He views 20-minute club sets as conveyor-belt comedy. “A lot of comedy has become like speed dating. On the television it’s like ‘hi, my name’s such and such, here’s a couple of things about me, love me, love me’. Then someone else comes on and pretty much says the exact same thing. I’m not blaming the comics, there are some brilliant comics out there, but we’ve all bought into this comedy; do five minutes on stage, panel show, do a bit of that, and then you’ll get your own slot.”
“I’m just not going to do it”
He references a conversation with a young comic searching for a theme for his Edinburgh show. “And his agent says, ‘F**king theme? If you want to do arts centres for the rest of your life, think of a theme. Just give me six good 10-minute chunks.’ That’s the way it is. But all of the young comics are really ambitious, and they’re happy to fall into that.”
The result? Hughes is an outsider within comedy. “I’m not going to go out smiling and do a five-minute set at the Apollo. I’m just not going to do it.” What if you did it and totally sabotaged it? “Well, then I’d just be a dick.”
Inspiration comes from elsewhere. He mentions TOY, a psychedelic rock band from London. He thinks a reaction to conservatism will happen in music first – “it needs a bunch of punks basically to start a cultural revolution” – and he sees the art world as being increasingly vibrant. But the real praise is reserved for a particular piece of theatre.

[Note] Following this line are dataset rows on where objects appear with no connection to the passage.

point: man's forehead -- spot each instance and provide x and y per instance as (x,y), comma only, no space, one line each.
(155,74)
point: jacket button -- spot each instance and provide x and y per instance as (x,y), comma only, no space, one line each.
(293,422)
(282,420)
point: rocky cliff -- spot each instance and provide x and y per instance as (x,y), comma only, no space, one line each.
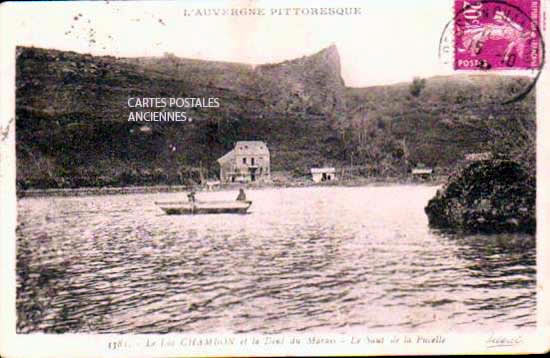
(73,130)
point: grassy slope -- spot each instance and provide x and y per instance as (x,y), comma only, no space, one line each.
(72,118)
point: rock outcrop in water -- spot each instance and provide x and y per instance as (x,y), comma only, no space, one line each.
(490,196)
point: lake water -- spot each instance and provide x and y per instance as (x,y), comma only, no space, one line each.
(319,259)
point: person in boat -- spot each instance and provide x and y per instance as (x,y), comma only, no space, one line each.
(241,196)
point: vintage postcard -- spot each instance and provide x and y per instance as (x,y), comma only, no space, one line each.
(274,178)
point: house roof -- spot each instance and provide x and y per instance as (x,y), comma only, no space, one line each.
(322,170)
(251,147)
(422,171)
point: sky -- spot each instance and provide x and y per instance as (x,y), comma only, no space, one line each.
(390,41)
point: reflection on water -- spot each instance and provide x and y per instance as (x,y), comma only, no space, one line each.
(328,259)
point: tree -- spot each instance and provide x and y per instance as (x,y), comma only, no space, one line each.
(417,86)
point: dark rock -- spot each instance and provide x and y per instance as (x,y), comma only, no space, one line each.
(490,196)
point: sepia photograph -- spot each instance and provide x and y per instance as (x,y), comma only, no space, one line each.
(235,175)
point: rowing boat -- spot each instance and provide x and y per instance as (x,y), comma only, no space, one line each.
(204,207)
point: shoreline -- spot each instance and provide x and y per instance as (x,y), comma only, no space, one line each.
(151,189)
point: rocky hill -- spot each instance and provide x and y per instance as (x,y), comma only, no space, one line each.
(73,129)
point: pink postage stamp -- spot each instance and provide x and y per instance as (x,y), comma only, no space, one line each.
(494,34)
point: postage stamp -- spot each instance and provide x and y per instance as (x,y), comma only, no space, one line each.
(497,35)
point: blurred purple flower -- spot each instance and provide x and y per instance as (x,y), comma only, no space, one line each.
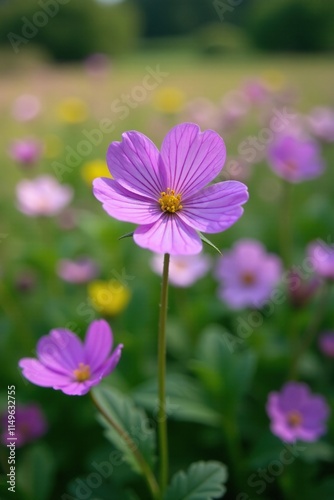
(26,107)
(301,290)
(77,271)
(326,343)
(165,192)
(184,270)
(26,151)
(322,258)
(295,413)
(321,123)
(42,196)
(248,274)
(66,363)
(295,159)
(30,424)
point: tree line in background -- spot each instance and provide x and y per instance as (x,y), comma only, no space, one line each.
(73,29)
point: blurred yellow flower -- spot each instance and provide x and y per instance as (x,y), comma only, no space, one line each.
(108,297)
(72,110)
(94,168)
(53,146)
(169,100)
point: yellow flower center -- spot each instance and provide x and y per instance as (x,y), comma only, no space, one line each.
(294,418)
(169,201)
(82,373)
(248,278)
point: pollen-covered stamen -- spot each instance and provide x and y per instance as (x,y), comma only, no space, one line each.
(294,419)
(169,201)
(82,373)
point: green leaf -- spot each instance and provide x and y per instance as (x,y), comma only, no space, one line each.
(202,481)
(225,373)
(35,473)
(184,400)
(208,242)
(132,422)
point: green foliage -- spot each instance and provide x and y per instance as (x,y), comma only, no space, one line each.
(71,31)
(133,423)
(202,481)
(36,473)
(185,400)
(297,25)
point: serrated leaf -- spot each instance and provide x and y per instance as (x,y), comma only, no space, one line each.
(132,421)
(208,242)
(202,481)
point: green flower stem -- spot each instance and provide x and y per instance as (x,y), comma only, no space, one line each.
(312,330)
(162,416)
(285,226)
(145,468)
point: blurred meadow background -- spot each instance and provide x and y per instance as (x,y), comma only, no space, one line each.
(74,76)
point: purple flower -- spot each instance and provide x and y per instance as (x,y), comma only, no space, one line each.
(322,258)
(248,274)
(295,413)
(26,107)
(77,271)
(67,364)
(326,344)
(42,196)
(184,270)
(295,159)
(165,191)
(26,152)
(30,424)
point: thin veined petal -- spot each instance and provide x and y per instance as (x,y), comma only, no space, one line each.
(109,365)
(98,344)
(123,204)
(61,348)
(191,159)
(133,163)
(38,374)
(215,208)
(168,235)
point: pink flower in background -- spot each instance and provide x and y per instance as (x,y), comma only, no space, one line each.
(77,271)
(295,159)
(322,258)
(42,196)
(184,270)
(30,424)
(247,274)
(26,151)
(66,363)
(321,123)
(295,413)
(326,343)
(26,107)
(165,191)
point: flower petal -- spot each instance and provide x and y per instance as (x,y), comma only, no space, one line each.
(123,204)
(38,374)
(61,350)
(98,344)
(109,365)
(168,235)
(215,208)
(133,163)
(191,159)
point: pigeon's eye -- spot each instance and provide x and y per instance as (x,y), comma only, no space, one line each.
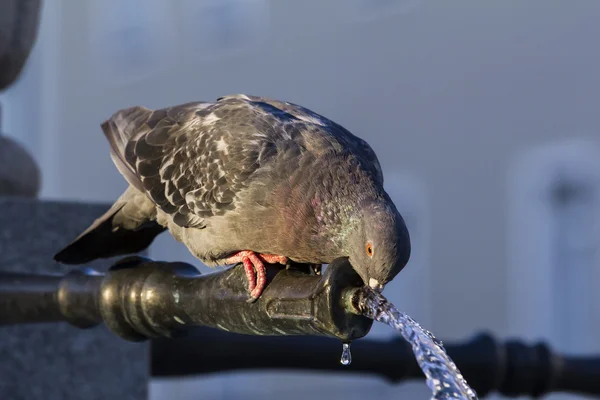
(369,249)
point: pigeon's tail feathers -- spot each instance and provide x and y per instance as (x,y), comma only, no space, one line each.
(119,130)
(123,229)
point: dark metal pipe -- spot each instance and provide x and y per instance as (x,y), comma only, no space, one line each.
(510,368)
(139,299)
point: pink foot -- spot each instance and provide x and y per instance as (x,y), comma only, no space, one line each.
(256,273)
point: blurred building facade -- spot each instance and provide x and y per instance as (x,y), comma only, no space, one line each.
(484,116)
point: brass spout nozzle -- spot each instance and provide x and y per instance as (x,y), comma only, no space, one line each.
(139,299)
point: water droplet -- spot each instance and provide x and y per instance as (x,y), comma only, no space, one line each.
(346,355)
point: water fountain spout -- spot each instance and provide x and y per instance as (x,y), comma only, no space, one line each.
(139,299)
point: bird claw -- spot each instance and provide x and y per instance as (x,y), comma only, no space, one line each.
(256,273)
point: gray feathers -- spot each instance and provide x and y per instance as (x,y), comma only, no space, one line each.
(242,173)
(194,160)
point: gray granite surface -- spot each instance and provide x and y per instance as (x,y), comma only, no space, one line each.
(56,360)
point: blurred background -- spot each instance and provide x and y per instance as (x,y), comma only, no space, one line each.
(484,115)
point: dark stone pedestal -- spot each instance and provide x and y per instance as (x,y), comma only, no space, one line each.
(56,360)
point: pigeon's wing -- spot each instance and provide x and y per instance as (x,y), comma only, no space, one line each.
(192,160)
(345,139)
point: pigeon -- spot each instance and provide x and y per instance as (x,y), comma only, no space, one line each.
(252,180)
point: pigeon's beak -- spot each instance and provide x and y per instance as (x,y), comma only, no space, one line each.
(375,285)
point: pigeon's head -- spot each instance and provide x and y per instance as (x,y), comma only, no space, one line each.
(379,246)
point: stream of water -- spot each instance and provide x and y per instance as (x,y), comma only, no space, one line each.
(443,377)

His favourite play is Tom Murphy’s A Whistle In The Dark. He saw it for the first time 10 years ago, when he related to the younger son, and again recently, when he related more to the father. He meditates on Murphy for a beat. “Tom Murphy is just, well, we don’t really call people national treasures, do we? That’s a very British thing.” The queen of hearts? “Ha! Yeah. You know, that Tom Murphy? He’s the queen of hearts.”